Content Warnings (click to reveal)
Discussed: loss of partner, drugs
The Picture of Marina
The old man reached out for the railing of the tram door, gripping tightly as he embarked. He took out his wallet to tap on. A black and white photograph sat within it.
“Kyrie eleison,” Efstathios said to his wife’s picture. He kept her in the wallet’s translucent sleeve so he could look at her whenever he opened it. Marina, dark-haired and solemn faced. The daughter of the holiest man in Exoghi. She blessed his every purchase, his exchanges of tens and twenties overseen by her image. She protected him as the card of the Madonna protected the Orthodox cab drivers, infant messiah in arm, guiding their steering wheels so that their cars never veered.
Marina was his Madonna. In life, she was afforded the religious proximity of being born to the village priest of their township. Efstathios had been called foolish to try courting a girl of such stature. But he had seen her swim in the Polis Bay inlet and could not forget.
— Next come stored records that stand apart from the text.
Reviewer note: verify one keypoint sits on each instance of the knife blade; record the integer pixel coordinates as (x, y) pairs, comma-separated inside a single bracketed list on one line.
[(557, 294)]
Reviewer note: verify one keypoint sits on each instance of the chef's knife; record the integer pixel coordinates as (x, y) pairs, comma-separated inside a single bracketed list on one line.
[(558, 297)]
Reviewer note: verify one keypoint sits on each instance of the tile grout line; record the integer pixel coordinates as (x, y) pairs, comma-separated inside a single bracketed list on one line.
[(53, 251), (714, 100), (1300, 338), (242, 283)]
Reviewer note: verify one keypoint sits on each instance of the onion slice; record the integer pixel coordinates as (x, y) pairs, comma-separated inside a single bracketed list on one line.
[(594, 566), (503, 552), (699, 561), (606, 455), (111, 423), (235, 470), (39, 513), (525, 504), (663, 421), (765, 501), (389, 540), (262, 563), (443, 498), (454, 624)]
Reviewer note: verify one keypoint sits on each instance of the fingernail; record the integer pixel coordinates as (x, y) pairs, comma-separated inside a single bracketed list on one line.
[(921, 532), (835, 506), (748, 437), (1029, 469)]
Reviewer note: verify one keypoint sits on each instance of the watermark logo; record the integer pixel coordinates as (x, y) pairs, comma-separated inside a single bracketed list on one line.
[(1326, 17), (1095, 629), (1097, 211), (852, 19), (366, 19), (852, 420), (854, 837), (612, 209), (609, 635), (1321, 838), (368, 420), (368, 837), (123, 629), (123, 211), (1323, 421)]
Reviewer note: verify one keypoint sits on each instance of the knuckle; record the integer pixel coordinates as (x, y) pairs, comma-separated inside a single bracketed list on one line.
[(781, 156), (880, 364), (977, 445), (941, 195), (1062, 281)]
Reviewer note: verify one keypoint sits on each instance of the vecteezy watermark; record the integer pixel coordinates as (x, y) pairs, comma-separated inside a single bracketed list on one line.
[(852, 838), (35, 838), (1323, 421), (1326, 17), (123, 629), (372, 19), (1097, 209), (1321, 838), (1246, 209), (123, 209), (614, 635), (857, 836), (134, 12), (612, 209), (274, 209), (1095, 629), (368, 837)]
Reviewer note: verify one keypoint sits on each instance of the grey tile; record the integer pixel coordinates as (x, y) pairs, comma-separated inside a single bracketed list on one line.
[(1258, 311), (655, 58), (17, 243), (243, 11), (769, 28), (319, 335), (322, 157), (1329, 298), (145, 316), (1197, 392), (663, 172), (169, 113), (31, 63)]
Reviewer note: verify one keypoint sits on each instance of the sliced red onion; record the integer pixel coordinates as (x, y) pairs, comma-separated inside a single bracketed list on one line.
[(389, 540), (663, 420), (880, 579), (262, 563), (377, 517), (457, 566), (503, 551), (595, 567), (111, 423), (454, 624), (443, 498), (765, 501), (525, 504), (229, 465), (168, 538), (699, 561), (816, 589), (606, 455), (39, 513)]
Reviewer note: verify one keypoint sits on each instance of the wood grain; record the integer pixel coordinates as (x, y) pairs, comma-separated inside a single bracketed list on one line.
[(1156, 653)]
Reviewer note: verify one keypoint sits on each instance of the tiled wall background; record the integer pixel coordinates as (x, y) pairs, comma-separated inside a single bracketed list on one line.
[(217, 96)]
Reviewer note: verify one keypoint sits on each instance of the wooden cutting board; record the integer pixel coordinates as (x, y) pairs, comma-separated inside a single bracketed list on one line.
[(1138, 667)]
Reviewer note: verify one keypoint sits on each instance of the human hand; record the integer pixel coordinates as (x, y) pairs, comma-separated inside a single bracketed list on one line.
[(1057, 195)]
Watching her move through the water with the grace of a siren, he had imagined himself as Odysseus must have, many millennia ago — transfixed by tendrils of dark hair in the sea.
Efstathios had watched her languid strides across the beach. She had held gaze with him as she idled across the rocks and turned to the summit of the hill.
He had waited for her in the passing afternoons, sitting perched like a gull with his knees drawn to his chest. The pockets of his pants were filled with figs. Purple, bursting figs, which she began to accept after her evening swims. The two would hike the mountainous terrain of the island and chew on the fruit as they walked.
At first they did not talk; the crunch of fig flesh was enough. Efstathios would dare a glance at Marina to see that she was looking back.
“I had thought,” she said one afternoon, “that it was a woman’s obligation to woo a man through his stomach, and not the other way round?”
Efstathios had blushed. The crunch of pebbles underfoot replied for him. He had kept his gaze on the trail, looking at Marina’s polished shoes, which were fastened by brass buckles; they winked in the sun. He looked at his own shoes. The leather was as wrinkled as the skin of his Yiayia.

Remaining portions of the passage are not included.